I 1CC'd it a couple of times on Easy and am working on a Normal clear and think I just enjoy everything that puts you off about it. I like that there's a new system (like always) that's solidly themed around the narrative (like always) and which lends a light persistence to Touhou it's not really had before; that the abilities that govern your new toolset are derived from known characters in accordance with their natures is the best kind of flavour that I could ask for, I think. There's a lot about the balance that feels at odds with the neutral immediacy of the shoot 'em up baseline in fresh and aged files being essentially the same as far as the act of play goes, as the cards you purchase during runs and add to your deck grow into a huge difference-maker, but again this connects to one of my favourite aspects about the series in that it's never been afraid to deviate from the norms despite being carried on the developer and audience end by extreme niche enthusiasts with ostensibly very set in stone preferences and expectations.

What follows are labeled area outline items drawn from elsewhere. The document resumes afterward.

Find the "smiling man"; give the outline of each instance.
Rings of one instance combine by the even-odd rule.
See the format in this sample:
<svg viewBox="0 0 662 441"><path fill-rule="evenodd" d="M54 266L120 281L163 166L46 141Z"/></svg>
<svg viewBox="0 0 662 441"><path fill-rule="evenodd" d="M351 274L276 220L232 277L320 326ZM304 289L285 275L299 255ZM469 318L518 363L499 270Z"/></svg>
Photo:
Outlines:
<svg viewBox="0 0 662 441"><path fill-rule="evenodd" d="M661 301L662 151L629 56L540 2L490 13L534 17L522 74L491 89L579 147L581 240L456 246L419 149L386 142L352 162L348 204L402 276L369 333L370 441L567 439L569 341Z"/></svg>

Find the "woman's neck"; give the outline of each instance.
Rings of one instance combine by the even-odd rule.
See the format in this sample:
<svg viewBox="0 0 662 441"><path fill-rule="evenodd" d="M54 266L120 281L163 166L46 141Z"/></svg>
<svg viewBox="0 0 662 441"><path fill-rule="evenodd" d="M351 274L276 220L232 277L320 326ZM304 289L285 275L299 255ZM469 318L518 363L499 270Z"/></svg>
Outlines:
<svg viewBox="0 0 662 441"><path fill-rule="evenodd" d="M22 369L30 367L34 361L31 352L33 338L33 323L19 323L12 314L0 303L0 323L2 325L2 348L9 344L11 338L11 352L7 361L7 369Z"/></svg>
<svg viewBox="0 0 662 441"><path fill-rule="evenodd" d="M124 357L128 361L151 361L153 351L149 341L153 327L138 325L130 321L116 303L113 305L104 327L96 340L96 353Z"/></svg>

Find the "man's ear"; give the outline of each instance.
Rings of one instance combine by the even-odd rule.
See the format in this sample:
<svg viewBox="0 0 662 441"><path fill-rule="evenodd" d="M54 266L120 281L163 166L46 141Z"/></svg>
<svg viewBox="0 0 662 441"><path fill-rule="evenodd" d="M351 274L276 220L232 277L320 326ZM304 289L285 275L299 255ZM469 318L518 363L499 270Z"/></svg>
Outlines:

The game feels extraordinarily hard this time on default difficulty, and I think that's nice after a couple of relatively "gentler" games; in turn you now have the ability to precisely customize the manner in which you begin closing that gap; it feels mindful of its own nature in the same way Legacy of Lunatic Kingdom was, in providing the tools to overcome or emotionally "circumvent" the hardships. A number of the ability cards interact with the game in ways that make them feel like they're speaking another language altogether, more in common with the spinoff puzzlers, which is another new interesting variable next to the "get stronger and maybe bomb" paradigm that's still the core of play.

Just very into it and am looking forward to the translation as I really want to know what this new cast is all about beyond audiovisual presence, which remains great. As Antinomy of Common Flowers was about bubble economics, Unconnected Marketeers may end up being about cryptocurrency. A game for our times.